Months ago, such a statement might’ve sounded like wishful thinking. The mood, post-2024 election, was anxious among Democrats. Young men’s support had slipped—worryingly so. Pundits recalled James Carville, with trademark candor, warning his party that hammering too hard on progressive talking points was backfiring. He’d been explicit: if you want people’s votes, you have to make it about their lives, not about slogans. Carville, never one to sugarcoat, summed up the male frustration: “Do I count? What about my life?” You could almost see some strategists wincing.
The year since those warnings has seen glimmers of hope for Democrats. Take Virginia and New York: fresh electoral victories in places where “momentum” isn’t just a talking point—it actually matters. Abigail Spanberger’s win brings to mind a moderate’s steady, dogged approach, while Zohran Mamdani’s progressive platform didn’t scare off skeptical voters. For party insiders, it was tempting to claim vindication. Martin gave credit to the Democrats’ new coalition—“we won back every major constituency that left our party last year,” he said, in what felt like a victory lap. But then, as he fielded more questions, the conversation shifted. The job market, Martin argued, not the party’s messaging, had soured young folks. Trump-era policies were blamed for stifling economic horizons.

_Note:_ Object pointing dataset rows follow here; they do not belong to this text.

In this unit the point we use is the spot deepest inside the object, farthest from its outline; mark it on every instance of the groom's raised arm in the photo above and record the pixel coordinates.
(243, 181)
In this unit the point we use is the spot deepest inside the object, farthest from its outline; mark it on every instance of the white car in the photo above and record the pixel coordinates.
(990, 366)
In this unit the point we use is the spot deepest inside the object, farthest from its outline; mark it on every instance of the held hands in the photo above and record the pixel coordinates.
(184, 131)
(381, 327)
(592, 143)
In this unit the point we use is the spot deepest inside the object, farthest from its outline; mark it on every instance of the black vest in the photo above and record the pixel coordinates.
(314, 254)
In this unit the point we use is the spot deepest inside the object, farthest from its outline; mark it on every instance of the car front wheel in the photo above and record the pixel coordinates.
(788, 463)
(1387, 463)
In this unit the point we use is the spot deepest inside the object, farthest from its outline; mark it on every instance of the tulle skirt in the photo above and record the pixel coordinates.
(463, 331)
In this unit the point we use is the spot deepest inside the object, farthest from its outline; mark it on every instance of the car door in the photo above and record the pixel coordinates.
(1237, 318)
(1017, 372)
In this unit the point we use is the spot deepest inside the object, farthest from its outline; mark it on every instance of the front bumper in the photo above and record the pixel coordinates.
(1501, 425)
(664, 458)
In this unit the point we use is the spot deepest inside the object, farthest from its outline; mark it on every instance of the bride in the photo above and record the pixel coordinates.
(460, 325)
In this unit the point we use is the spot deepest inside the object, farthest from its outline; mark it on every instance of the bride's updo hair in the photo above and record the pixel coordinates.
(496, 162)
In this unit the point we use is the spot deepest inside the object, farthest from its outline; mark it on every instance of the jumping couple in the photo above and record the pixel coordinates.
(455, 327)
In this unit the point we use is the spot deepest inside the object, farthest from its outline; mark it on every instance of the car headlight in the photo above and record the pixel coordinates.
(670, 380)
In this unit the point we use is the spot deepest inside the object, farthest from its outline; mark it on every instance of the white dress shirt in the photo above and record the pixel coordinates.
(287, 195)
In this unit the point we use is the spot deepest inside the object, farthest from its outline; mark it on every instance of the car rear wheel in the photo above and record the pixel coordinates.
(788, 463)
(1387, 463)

Of course, a look under the hood tells a murkier tale. There’s this nugget, courtesy of Ezra Klein and data-minded pollster David Shor: “75-year-old White men supported Kamala Harris at a significantly higher rate than 20-year-old White men.” That’s not an everyday statistic—it raises eyebrows and, for campaign strategists, probably a few heart rates. “Young people have gone from being the most progressive generation since the Baby Boomers,” Shor said, “to potentially the most conservative generation we’ve seen in decades.” It sounded absurd until the numbers kept repeating themselves.
Scott Galloway, an NYU professor who’s spent as much time studying economics as he has sounding off on podcasts, points a finger at something more basic: “It’s the affordability crisis,” he said, describing mothers—middle-aged women—shifting to the GOP out of concern for their sons’ bleak prospects. Sometimes, pocketbook issues bulldoze right through ideological boundaries.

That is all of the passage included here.